I stare at Kaffee, turning aside his stupid little digs and asides and snide looks. Now he's honing in on the two orders, the one that Santiago wasn't to be touched, and the second sending him off the base. I make dozens of decisions every day, and I can't always explain them afterwards. It's a gut feeling. It's called leadership. It's not as simple as pushing papers. I look at his perfect, shiny teeth and wonder if he is involved with Galloway after all.
Kaffee is close, so close I could punch him, and the thought is so pleasant my arm twitches.
"Did you order the Code Red?," Kaffee finally says, his face inches from mine. No one moves, and I luxuriate in the silence for a split second. It's almost like being on stage.
"Did I order a Code Red? Is that what you're asking me? I think that's what you're asking me, Lieutenant, unless all the gunfire over the years has damaged my hearing. And the answer, son, is no, I didn't order a Code Red. I didn't order a Code Red because my superiors told me I couldn't. I transferred Santiago off the base because he had angered his unit, and because he was a substandard Marine. I did what I did because we exist on a small island with the Cuban Army staring at us, eyeball to eyeball, and to do any less than ensure that the men under my command are the very best they can be is a dereliction of duty. I make decisions all the time, and I admit that not every decision I make is a perfect one.
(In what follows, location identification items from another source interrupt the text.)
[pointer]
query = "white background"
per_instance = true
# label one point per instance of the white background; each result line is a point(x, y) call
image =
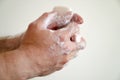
point(101, 58)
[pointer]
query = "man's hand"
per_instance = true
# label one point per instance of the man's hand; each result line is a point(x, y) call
point(45, 47)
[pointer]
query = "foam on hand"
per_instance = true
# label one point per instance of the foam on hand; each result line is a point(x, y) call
point(61, 10)
point(64, 15)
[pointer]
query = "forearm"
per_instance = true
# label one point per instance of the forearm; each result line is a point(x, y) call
point(9, 43)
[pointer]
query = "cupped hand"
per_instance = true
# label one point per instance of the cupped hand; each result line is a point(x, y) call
point(50, 45)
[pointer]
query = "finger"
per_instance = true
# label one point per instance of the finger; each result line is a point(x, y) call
point(46, 19)
point(81, 45)
point(69, 30)
point(60, 21)
point(77, 18)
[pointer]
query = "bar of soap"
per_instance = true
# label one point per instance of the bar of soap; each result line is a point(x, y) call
point(61, 10)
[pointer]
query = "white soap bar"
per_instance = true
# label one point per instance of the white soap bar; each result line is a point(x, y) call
point(61, 10)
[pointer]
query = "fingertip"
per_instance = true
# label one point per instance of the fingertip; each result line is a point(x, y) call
point(77, 18)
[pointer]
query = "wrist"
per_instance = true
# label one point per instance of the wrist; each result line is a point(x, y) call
point(10, 43)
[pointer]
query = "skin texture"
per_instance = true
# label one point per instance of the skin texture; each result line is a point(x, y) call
point(43, 49)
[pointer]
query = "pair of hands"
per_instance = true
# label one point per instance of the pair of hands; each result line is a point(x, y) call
point(49, 43)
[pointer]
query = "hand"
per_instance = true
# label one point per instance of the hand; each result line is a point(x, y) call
point(45, 47)
point(51, 49)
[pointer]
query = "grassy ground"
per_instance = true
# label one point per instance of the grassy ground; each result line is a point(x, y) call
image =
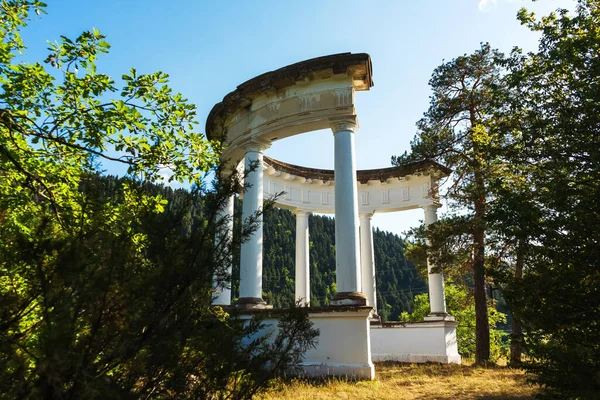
point(415, 381)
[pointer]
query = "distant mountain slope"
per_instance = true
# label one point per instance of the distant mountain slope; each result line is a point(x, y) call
point(397, 280)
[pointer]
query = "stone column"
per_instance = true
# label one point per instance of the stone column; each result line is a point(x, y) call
point(251, 251)
point(367, 259)
point(347, 252)
point(222, 241)
point(302, 258)
point(437, 299)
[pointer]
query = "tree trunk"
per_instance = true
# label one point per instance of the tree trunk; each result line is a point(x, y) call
point(516, 337)
point(482, 328)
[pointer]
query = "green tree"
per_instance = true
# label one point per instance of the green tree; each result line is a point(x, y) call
point(105, 286)
point(557, 105)
point(458, 131)
point(461, 305)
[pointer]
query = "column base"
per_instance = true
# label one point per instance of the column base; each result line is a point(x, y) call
point(251, 303)
point(439, 316)
point(349, 299)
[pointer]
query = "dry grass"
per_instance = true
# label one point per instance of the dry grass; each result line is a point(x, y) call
point(415, 381)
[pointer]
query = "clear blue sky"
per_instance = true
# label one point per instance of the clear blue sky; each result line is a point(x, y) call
point(208, 48)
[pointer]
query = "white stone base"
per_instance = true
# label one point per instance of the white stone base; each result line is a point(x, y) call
point(344, 345)
point(415, 342)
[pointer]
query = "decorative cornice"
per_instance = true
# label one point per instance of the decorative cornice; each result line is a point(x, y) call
point(349, 123)
point(363, 176)
point(301, 212)
point(256, 145)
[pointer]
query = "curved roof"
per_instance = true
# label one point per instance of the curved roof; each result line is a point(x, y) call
point(363, 176)
point(358, 66)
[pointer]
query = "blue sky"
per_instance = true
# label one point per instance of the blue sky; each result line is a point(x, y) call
point(210, 47)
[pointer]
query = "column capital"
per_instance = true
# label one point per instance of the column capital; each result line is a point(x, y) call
point(430, 206)
point(348, 123)
point(256, 146)
point(300, 212)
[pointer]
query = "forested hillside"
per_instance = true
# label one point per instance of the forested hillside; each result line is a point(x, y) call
point(397, 280)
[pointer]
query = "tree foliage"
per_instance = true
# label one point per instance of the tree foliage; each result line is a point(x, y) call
point(461, 305)
point(397, 280)
point(555, 104)
point(458, 130)
point(105, 284)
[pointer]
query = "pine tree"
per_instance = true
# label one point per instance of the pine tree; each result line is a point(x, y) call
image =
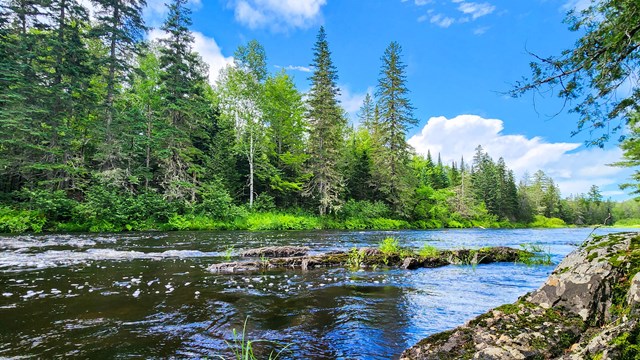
point(120, 25)
point(327, 124)
point(284, 114)
point(396, 116)
point(183, 83)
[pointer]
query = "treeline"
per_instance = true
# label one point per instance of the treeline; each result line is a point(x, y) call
point(103, 130)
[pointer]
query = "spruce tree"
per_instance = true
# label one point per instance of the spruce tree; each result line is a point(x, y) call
point(396, 116)
point(120, 26)
point(183, 82)
point(327, 124)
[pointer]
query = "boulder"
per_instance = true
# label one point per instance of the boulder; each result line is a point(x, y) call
point(276, 251)
point(589, 308)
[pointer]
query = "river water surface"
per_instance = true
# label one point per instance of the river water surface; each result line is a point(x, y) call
point(149, 295)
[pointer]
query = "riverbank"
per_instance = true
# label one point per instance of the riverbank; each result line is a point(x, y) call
point(33, 221)
point(589, 308)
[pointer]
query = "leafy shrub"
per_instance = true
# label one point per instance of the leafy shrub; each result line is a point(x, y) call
point(428, 251)
point(264, 203)
point(277, 221)
point(545, 222)
point(631, 222)
point(364, 210)
point(388, 224)
point(389, 246)
point(215, 201)
point(54, 205)
point(18, 221)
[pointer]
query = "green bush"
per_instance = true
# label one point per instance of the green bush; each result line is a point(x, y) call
point(277, 221)
point(363, 210)
point(264, 203)
point(631, 222)
point(540, 221)
point(428, 251)
point(18, 221)
point(389, 246)
point(54, 205)
point(215, 201)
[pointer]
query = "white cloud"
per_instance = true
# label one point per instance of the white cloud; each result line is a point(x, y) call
point(278, 15)
point(295, 68)
point(573, 167)
point(577, 5)
point(481, 30)
point(442, 21)
point(352, 101)
point(476, 10)
point(206, 47)
point(156, 11)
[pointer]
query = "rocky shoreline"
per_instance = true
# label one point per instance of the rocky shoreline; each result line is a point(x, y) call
point(589, 308)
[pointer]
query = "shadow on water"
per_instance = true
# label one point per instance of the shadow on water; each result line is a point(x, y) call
point(149, 294)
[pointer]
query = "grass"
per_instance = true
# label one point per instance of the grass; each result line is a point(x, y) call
point(545, 222)
point(243, 348)
point(534, 254)
point(355, 259)
point(428, 251)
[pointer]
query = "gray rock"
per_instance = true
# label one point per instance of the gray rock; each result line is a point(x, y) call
point(276, 251)
point(589, 307)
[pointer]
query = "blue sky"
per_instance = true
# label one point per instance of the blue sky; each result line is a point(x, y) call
point(461, 57)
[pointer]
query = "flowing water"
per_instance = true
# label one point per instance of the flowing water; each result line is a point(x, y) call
point(149, 295)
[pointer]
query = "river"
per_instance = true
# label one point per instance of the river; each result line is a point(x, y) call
point(149, 294)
"Perhaps I should have taken Santiago into protective custody. Or perhaps he needed a more in depth physical exam to figure out why he was performing so poorly. I don't know, and I will go to my grave not knowing what I could have done differently to save Santiago's life. But Santiago is gone, and his death, believe it or not, affects me deeply. Every man I have ever lost does. It is the burden of command. It is not an easy one, but when you accept the rank, you accept the responsibility. I did not order the Code Red, Lieutenant, because I was ordered not to. And at Gitmo, we take orders seriously."
I smiled, watching the words hit home. Kaffee's expression was priceless, almost as good as if I had punched him. Even the dust motes in the air seemed frozen. Then everyone was talking at once, and I knew it had worked. Kaffee was in trouble now, because he had made the accusation without proof, and all I had to do was let things play out. There were things that Kaffee knew that I didn't. The only thing I knew about law was that I had to obey them, and I'm sure he knows every regulation backwards and forwards. But there were things I knew that he didn't, hard lessons about what are truths and what are higher, more important truths and how to distinguish between them. Kaffee didn't know that the integrity of the Corps is the freedom that makes the other freedoms possible. Kaffee doesn't know what I know.